Sembcorp gets green light to invest in 90MW Vietnam data centre

The energy giant supplies a third of Singapore's data centre power goes to Vietnam.

Sembcorp gets green light to invest in 90MW Vietnam data centre
Photo Credit: Unsplash/Peter Nguyen

Singapore's Sembcorp just got the green light to invest in a 90MW data centre in Ho Chi Minh City, its first step from powering data centres to owning them.

Vietnam data centre

The data centre campus will be built through a 49%-owned joint venture with BB Holdings, known as StarMason Joint Stock Company.
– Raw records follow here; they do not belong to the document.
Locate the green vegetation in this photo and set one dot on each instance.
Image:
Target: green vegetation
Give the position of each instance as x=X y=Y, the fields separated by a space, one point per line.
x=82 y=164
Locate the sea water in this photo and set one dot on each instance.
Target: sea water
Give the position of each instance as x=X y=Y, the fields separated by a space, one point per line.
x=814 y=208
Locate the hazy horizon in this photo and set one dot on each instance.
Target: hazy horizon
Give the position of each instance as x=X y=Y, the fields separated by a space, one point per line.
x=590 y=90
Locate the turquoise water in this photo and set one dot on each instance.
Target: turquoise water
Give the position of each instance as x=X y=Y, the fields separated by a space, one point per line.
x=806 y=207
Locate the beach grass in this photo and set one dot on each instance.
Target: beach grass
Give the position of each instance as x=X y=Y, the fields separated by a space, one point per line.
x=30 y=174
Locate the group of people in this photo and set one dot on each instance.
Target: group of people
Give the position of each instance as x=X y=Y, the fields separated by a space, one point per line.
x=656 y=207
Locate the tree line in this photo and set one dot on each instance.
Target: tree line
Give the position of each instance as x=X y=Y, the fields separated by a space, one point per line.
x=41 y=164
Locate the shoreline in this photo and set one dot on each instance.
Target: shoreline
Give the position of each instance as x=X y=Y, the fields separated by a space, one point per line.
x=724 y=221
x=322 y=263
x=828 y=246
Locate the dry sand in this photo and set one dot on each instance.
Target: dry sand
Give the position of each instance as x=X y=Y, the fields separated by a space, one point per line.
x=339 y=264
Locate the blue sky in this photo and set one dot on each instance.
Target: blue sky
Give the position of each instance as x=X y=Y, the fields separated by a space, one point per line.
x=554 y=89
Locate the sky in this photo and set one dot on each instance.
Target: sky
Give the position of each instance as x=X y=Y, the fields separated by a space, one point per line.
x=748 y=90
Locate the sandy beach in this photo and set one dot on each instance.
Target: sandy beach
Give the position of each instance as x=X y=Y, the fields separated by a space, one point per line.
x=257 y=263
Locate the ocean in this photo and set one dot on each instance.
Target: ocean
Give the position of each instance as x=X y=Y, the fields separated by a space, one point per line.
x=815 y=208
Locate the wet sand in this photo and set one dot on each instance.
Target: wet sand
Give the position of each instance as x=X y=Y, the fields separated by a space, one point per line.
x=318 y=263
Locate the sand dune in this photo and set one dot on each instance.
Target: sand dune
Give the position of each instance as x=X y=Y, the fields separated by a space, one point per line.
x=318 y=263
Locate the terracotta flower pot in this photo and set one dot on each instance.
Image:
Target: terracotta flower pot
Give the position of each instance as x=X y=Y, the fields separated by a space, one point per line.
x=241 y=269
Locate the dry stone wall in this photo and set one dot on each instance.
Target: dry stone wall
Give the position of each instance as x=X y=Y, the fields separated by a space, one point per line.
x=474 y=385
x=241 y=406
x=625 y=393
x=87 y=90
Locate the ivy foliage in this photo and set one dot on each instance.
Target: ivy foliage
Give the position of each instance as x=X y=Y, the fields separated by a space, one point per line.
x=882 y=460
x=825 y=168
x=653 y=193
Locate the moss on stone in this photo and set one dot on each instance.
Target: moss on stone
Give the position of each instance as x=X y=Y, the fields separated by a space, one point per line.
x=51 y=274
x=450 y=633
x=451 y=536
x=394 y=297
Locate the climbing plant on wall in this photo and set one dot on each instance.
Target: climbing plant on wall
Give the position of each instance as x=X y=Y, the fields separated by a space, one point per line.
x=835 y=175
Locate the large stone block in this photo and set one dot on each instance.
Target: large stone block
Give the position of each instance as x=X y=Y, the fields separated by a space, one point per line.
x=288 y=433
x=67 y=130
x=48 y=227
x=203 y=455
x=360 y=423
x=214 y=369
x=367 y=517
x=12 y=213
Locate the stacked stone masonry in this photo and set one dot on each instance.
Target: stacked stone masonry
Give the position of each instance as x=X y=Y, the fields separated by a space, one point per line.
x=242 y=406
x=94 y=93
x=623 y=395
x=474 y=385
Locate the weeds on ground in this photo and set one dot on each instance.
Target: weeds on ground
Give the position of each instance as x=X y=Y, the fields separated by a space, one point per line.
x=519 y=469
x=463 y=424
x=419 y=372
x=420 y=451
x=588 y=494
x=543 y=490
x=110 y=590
With the approval, StarMason plans to progress evaluation and detailed development planning for a data centre campus of up to 90MW.
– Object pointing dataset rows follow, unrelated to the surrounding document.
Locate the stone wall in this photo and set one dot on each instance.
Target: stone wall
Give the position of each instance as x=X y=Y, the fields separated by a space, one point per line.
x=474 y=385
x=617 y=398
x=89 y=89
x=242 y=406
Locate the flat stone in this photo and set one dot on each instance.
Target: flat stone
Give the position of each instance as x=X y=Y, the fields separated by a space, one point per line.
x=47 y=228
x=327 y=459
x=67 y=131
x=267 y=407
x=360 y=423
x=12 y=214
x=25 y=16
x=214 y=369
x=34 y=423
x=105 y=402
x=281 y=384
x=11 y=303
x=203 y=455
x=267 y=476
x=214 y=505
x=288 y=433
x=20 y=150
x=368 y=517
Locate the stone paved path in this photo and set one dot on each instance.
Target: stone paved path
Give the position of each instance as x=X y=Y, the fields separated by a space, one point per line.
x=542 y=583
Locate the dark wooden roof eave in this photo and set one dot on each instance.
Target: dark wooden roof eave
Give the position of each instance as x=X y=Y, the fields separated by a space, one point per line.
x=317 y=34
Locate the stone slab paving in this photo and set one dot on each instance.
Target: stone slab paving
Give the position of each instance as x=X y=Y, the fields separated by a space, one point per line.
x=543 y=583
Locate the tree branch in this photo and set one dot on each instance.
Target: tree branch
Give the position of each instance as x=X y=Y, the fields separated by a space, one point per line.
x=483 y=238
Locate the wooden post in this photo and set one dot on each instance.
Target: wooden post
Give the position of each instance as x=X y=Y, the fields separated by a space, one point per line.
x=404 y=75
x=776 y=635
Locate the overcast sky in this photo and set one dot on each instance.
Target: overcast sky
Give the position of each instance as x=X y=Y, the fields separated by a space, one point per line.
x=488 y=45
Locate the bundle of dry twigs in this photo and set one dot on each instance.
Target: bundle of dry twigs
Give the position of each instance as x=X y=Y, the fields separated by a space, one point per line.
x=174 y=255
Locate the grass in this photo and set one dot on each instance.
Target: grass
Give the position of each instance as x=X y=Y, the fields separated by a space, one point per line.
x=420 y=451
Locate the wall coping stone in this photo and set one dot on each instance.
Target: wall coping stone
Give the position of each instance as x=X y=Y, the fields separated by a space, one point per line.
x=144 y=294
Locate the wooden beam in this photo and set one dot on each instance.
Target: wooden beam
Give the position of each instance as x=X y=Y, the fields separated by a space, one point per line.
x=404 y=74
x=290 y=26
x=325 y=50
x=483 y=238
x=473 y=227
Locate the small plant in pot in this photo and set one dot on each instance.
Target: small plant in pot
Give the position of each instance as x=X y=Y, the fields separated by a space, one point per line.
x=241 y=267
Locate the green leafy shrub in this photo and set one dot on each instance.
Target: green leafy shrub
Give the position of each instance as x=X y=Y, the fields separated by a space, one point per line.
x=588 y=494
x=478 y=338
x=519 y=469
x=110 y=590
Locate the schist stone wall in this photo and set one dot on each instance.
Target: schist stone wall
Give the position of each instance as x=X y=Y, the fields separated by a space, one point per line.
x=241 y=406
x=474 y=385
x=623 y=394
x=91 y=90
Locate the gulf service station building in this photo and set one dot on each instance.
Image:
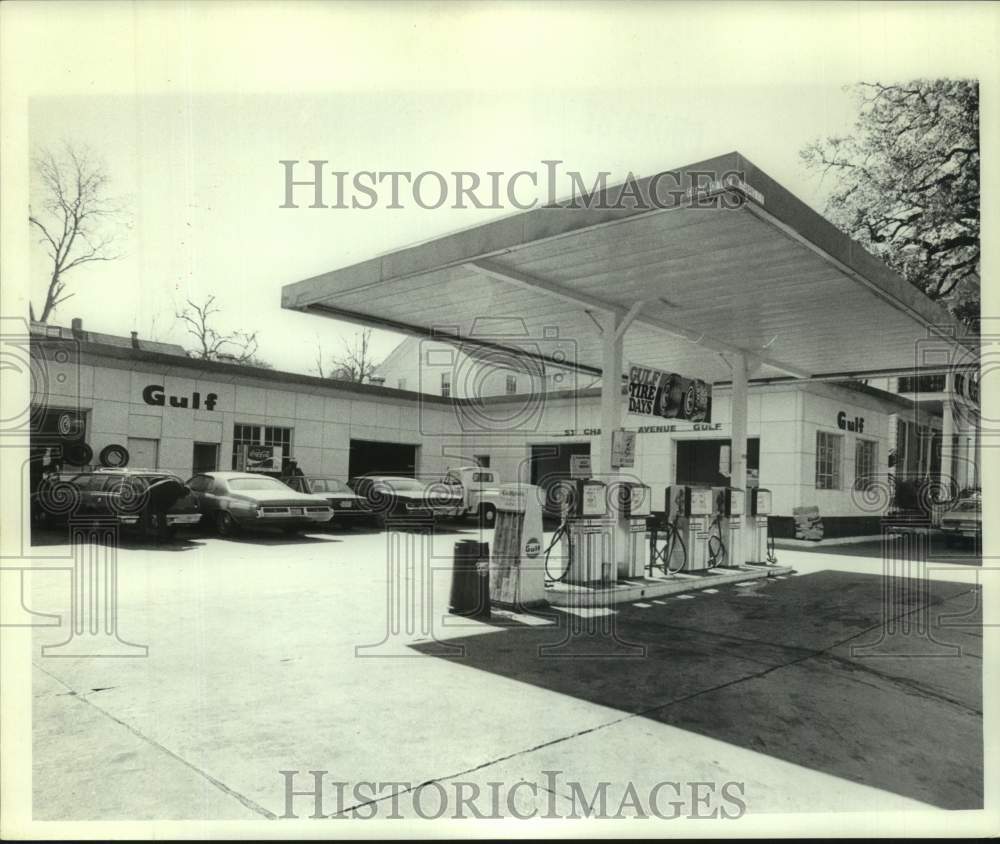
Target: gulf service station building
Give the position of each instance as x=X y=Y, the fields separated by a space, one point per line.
x=814 y=351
The stated goal is to meet rising demand for cloud and AI. The facility will be located in Saigon Hi-Tech Park on 4.5 hectares of land, designed to Tier 3 standards, and built in phases.
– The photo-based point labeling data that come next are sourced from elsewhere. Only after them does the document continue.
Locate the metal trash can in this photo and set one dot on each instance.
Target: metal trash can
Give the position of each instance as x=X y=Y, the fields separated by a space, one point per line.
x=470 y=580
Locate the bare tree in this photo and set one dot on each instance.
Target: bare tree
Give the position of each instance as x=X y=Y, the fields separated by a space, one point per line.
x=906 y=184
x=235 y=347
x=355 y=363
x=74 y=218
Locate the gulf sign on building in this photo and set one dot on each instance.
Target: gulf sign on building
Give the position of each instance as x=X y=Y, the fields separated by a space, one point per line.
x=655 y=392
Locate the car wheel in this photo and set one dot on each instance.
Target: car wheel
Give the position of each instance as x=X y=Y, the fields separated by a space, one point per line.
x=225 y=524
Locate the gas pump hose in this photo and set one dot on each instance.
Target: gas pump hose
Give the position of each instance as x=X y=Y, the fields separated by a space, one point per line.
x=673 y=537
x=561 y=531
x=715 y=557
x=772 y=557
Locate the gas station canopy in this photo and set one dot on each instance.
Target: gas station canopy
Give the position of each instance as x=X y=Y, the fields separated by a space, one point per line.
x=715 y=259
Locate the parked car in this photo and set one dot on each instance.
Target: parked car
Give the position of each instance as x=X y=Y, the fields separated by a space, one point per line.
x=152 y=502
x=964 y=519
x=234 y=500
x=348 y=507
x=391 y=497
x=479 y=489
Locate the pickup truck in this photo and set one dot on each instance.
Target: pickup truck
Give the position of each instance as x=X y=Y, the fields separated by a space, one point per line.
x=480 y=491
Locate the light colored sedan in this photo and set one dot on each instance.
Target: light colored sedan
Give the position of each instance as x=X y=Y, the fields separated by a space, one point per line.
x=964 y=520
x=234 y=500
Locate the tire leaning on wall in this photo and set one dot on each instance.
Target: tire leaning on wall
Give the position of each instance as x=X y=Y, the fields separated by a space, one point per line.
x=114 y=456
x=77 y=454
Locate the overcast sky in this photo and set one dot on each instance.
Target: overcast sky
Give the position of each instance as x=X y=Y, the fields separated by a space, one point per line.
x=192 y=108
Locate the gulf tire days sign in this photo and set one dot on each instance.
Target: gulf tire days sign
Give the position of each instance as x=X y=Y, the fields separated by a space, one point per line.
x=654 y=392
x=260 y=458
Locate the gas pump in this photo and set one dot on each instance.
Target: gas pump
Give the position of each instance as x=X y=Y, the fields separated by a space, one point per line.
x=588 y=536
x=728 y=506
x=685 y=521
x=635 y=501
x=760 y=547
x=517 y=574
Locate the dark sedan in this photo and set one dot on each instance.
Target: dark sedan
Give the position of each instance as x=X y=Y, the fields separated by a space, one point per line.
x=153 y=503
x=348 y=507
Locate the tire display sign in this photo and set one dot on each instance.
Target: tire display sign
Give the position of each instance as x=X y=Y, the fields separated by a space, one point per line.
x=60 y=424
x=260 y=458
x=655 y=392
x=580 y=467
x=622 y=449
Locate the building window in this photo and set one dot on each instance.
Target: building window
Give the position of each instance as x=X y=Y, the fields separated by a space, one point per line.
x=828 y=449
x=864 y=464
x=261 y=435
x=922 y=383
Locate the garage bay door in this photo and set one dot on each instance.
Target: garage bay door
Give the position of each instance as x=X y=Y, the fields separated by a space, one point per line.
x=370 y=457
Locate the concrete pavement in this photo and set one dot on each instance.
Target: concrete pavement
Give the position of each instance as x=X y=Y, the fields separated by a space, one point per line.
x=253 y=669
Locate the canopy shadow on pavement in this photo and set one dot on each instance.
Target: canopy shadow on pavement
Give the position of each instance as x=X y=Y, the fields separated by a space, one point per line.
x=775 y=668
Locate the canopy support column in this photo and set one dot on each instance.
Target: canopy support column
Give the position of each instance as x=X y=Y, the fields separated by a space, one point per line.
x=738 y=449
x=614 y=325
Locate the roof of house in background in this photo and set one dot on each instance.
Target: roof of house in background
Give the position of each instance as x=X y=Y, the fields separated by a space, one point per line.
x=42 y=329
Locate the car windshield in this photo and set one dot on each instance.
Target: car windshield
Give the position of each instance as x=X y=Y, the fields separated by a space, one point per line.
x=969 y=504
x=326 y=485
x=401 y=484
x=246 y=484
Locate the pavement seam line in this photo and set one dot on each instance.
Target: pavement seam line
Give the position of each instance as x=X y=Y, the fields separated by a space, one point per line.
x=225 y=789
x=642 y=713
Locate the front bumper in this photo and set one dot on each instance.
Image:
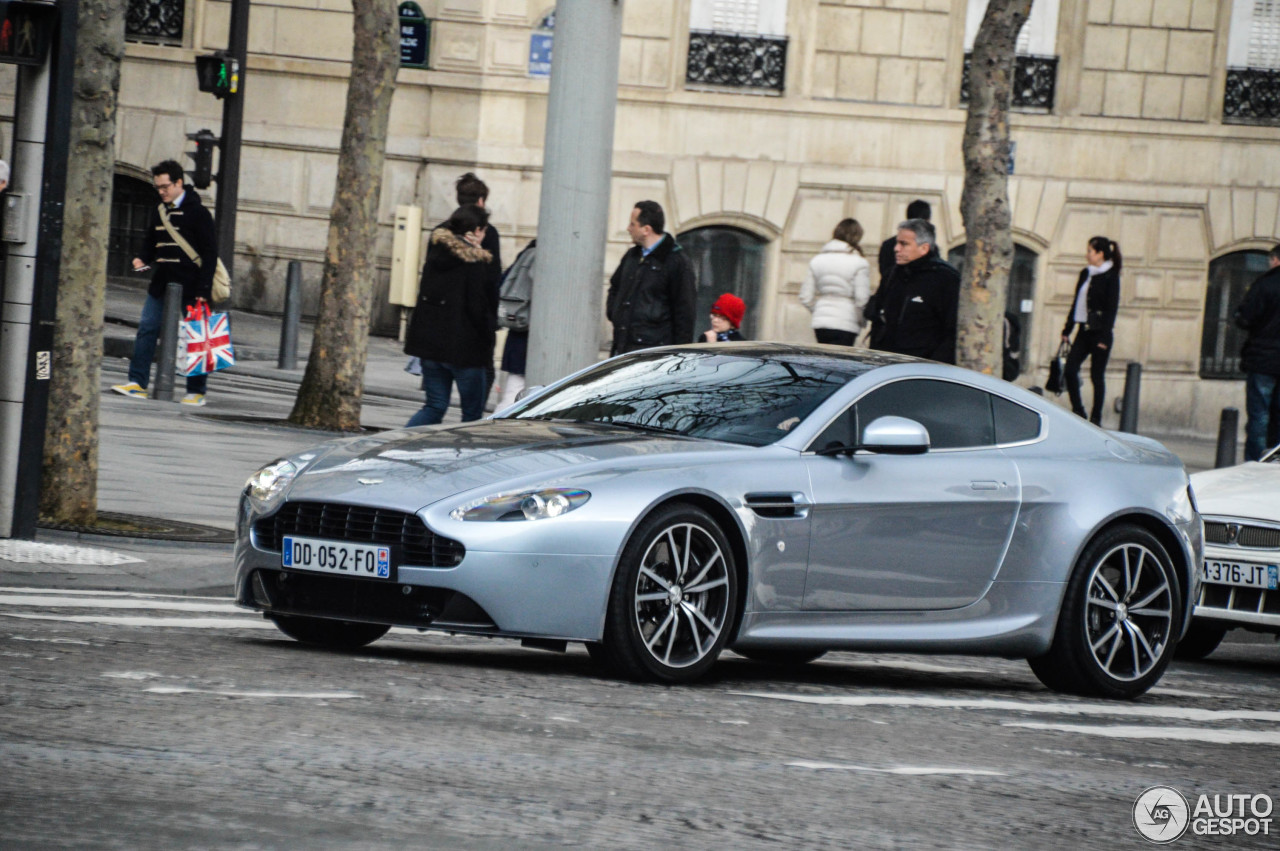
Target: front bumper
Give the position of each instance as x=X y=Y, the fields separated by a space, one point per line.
x=517 y=594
According to its press release, Sembcorp is looking to Uptime Institute standards and hopes to achieve Tier IV classification for its hyperscale facility, a notable ambition for a first data centre venture.

Sembcorp: global energy firm

Sembcorp is a global energy company with operations in 11 countries and some 25GW of total capacity, of which 17.2GW comes from renewable sources. It supplies over 690MW of power to high-tech manufacturing in Singapore, including a recent 150MW deal with Micron, a leader in memory solutions.

While Sembcorp doesn't operate any data centres today, it supplies roughly a third of all data centre energy demand in Singapore, making it the dominant green energy provider for the sector here. That positioning gives it a unique vantage point. Few companies understand the energy requirements of data centres as intimately as the firm that powers so many of them.

The wind is shifting

The move into Vietnam is not an isolated play. Apart from the StarMason joint venture, Sembcorp signed an MOU with NeutraDC in Indonesia last August to build sustainable data centres across Southeast Asia. The pattern suggests a deliberate pivot from energy supplier to infrastructure owner.

For a company with 17.2GW of renewable capacity and deep relationships with data centre operators across Singapore, the transition from powering data centres to owning them is a logical one. The question now is where Sembcorp will develop its next facility.